Chase miraculously made it through his overdose. His “friends” who he was “shooting up with” got scared when Chase was non-responsive, dumped him at the hospital and took off so they would not “get in trouble”. The overdose did not prove to be Chase’s “rock bottom”. He continued to use and found himself in jail for possession of drugs a couple of times. Chase is now 30. He is “clean from dope”. He learned his dad had died in prison from an overdose of drugs. He reports this as part of his “rock bottom”. Chase says, “after being in jail the last time, not one person wrote me, came to see me, or would get me out of jail. When I did get out, I had nobody”. He had “lost everything” and “had no friends”. His mom “sold the house and moved to a smaller house and I knew she was done with my behavior”. He realized “my friends were not friends, they just wanted to get high”. The sense of loss hit home when he realized the pain he had caused his mother and recognized “my mom didn’t deserve what I put her through”. Chase was homeless and jobless.
“My anger was so intense about my dad”, Chase remembers. “I hated him, I loved him, and I wanted him to be in my life”. He remembers telling himself repeatedly, “you are just like your dad” and lived up to what he believed. “I blamed my mom for everything and wanted to punish her”. He recalls, “she loved me unconditionally and I felt like that meant I could do anything I wanted to her”. Chase loved drugs, and he also felt “my drug use was a ‘F you’ to my mom”. Cindy changed her focus to her own therapy. She spent a lot of time with me learning about herself. She realized she could not go on allowing Chase to destroy her as well as what she had worked for. She set boundaries and reclaimed her life. She sold her house and moved to a much smaller home. Her selling her home and downsizing meant there was not room for Chase to continue to live with her and bring his lifestyle into her home.

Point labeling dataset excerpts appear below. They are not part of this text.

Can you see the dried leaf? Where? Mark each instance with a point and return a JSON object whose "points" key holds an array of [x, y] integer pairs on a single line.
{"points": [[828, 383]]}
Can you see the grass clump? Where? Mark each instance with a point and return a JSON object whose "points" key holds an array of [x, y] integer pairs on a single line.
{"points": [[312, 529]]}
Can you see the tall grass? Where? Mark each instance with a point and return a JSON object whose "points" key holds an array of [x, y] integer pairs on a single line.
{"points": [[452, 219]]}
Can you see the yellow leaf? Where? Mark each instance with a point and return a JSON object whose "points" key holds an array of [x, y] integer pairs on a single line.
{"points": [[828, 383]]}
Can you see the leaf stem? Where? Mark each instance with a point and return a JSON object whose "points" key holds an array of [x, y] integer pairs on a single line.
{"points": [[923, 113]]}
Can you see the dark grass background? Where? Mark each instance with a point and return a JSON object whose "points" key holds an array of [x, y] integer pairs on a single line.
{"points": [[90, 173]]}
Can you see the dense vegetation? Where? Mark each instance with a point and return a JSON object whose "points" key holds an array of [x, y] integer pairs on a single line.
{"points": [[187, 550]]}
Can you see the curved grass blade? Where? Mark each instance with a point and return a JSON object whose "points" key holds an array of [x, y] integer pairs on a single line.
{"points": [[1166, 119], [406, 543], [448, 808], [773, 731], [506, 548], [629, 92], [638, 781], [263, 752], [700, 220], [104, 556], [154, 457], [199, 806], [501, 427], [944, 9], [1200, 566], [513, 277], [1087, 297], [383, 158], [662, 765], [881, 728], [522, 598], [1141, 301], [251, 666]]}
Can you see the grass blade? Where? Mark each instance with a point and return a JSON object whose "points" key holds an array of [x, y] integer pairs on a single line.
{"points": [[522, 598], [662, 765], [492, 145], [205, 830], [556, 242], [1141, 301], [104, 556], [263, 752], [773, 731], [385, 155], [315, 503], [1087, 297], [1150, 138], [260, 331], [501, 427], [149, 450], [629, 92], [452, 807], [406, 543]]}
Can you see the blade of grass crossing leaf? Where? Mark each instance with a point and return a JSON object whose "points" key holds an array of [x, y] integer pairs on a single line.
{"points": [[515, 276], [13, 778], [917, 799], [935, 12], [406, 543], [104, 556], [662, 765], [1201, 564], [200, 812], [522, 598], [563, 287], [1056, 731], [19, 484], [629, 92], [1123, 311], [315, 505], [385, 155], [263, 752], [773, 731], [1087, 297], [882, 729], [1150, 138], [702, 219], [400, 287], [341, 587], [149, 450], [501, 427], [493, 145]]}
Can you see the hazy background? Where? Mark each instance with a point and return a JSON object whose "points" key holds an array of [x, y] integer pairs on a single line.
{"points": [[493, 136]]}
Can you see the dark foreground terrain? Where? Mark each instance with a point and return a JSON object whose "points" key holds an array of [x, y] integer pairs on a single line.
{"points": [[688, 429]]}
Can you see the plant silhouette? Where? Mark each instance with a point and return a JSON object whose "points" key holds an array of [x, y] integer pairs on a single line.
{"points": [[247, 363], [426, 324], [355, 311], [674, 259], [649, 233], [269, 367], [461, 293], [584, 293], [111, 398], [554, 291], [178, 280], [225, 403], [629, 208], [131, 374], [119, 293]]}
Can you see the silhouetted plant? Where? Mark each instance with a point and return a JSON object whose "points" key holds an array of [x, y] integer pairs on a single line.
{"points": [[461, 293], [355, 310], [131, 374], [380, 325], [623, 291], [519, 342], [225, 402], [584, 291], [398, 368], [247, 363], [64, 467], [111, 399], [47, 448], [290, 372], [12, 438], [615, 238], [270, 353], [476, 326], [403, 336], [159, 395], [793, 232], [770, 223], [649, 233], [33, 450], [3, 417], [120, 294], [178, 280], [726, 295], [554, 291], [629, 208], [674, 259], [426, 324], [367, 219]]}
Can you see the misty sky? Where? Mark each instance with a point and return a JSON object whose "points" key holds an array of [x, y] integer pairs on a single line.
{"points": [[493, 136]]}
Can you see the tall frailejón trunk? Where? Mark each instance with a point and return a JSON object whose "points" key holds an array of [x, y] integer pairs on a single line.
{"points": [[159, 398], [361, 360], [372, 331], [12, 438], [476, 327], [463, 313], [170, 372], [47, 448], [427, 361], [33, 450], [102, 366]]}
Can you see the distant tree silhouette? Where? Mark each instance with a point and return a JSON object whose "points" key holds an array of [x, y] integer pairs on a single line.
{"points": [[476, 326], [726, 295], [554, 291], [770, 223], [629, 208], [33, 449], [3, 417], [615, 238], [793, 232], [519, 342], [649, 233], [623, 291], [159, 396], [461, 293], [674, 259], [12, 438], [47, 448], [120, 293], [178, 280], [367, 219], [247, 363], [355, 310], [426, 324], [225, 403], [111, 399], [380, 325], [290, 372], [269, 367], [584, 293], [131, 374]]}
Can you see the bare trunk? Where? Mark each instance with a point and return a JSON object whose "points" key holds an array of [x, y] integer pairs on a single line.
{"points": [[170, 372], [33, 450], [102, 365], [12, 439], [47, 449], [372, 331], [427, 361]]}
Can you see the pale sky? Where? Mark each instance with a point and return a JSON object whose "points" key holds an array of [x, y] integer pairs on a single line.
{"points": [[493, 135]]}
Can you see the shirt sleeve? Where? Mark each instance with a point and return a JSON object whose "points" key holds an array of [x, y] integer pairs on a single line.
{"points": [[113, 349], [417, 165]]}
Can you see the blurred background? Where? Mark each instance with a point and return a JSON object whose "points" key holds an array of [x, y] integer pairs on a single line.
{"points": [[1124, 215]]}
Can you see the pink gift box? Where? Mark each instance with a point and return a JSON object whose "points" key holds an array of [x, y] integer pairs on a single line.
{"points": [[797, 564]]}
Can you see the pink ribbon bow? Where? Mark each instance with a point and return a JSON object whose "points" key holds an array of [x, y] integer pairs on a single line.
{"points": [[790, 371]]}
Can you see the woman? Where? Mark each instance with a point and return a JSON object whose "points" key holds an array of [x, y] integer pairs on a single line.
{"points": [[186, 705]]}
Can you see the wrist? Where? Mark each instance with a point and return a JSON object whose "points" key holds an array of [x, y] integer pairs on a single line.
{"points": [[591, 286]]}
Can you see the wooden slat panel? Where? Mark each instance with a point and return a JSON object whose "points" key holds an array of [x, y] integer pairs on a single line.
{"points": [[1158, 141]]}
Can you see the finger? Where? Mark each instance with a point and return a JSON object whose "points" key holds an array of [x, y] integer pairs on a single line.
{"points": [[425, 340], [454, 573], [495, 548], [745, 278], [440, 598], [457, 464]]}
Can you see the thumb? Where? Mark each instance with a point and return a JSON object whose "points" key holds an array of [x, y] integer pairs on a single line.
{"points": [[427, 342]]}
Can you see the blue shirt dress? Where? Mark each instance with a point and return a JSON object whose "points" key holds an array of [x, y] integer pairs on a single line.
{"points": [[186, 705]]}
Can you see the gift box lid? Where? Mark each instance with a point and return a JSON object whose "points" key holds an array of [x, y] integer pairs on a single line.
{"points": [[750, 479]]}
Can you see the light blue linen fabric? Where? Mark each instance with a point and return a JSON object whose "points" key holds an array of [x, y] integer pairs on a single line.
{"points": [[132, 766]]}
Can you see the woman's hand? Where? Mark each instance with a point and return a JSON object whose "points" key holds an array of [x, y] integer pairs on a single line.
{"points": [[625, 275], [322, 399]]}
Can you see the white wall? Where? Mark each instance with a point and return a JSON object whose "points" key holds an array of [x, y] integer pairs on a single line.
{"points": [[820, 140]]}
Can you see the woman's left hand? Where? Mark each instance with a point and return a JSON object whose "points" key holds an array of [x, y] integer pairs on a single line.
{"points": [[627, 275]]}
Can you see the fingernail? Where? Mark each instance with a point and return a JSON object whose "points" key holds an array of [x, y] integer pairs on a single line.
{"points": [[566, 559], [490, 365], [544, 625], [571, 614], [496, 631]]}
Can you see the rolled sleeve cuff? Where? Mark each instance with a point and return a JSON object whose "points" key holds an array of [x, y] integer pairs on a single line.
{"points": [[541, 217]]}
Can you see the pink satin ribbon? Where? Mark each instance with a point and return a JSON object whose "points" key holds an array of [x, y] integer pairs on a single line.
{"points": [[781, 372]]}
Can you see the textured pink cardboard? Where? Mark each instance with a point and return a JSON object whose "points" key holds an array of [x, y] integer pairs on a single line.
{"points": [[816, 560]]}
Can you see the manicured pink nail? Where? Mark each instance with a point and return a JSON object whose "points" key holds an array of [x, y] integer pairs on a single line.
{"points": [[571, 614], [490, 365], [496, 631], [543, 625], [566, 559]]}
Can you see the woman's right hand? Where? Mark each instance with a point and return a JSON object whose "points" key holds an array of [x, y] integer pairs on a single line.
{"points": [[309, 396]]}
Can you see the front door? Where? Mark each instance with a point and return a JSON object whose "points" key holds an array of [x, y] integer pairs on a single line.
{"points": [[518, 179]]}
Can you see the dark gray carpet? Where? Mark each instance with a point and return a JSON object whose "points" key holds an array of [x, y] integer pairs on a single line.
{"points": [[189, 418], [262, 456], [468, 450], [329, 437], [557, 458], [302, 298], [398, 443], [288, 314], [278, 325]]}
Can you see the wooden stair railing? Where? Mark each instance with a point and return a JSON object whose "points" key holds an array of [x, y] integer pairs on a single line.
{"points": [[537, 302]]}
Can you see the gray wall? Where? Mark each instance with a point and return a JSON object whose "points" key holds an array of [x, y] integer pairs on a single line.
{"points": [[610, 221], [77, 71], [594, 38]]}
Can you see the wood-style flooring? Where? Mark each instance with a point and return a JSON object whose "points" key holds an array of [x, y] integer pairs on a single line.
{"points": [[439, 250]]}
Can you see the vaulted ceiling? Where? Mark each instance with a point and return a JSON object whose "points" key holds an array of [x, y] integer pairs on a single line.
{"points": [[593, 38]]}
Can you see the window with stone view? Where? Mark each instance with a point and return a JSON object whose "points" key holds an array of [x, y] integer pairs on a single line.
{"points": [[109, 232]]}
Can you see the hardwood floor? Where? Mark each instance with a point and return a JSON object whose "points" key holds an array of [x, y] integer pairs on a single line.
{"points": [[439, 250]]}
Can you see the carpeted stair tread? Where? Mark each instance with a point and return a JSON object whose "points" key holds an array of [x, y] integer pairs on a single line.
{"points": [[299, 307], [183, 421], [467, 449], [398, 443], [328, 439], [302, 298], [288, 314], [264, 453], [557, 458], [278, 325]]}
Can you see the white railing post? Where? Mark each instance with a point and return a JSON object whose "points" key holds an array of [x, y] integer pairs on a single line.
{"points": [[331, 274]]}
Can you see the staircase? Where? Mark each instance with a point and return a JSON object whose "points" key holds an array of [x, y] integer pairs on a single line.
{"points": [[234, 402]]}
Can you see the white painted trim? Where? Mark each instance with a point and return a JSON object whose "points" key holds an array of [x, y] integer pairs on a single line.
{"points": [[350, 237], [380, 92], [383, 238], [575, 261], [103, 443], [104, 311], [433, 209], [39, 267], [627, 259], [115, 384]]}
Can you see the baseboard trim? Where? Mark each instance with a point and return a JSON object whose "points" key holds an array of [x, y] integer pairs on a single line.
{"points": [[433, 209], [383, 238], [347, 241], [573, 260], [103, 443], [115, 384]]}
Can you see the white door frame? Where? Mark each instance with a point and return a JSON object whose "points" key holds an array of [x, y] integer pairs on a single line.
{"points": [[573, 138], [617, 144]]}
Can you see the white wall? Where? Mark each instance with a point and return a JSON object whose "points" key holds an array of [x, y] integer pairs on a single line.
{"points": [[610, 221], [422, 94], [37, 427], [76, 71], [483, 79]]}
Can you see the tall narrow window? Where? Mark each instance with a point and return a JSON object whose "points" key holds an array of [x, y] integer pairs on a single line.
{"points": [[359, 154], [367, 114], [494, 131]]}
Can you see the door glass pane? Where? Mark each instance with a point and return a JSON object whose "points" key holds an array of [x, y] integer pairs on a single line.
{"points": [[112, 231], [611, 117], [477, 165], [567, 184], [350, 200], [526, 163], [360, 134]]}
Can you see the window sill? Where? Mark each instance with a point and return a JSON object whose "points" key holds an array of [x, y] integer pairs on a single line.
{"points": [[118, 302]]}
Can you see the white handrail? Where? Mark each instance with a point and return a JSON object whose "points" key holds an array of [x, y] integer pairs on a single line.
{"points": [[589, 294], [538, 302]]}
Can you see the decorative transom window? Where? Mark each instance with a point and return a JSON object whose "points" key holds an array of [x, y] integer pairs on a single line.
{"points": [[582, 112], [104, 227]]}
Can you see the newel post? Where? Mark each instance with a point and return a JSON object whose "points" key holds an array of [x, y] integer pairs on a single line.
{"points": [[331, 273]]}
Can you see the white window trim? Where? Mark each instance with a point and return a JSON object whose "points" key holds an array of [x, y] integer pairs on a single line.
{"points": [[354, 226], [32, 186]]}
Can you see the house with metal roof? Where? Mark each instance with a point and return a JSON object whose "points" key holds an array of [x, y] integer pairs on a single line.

Chase and Cindy have a functional relationship now. It has been a bumpy road. Cindy’s boundaries are clear and Chase visits her once a week. Chase is fully aware of his mom’s expectations, boundaries, and consequences when he visits. He respects this. Chase has a job, a girlfriend, and his own apartment.
Many times, parents don’t feel they have the right to set boundaries, expectations, and consequences with adult children. What parents expect in their own home, life, and relationships is a well-deserved right that many parents tend to forget. Guilt can be culprit for poor boundaries, and kids can feed off parents’ guilt, manipulating them in many ways. Clear boundaries do not mean we don’t love our children. It means we value ourselves enough to set these boundaries for everyone’s well-being.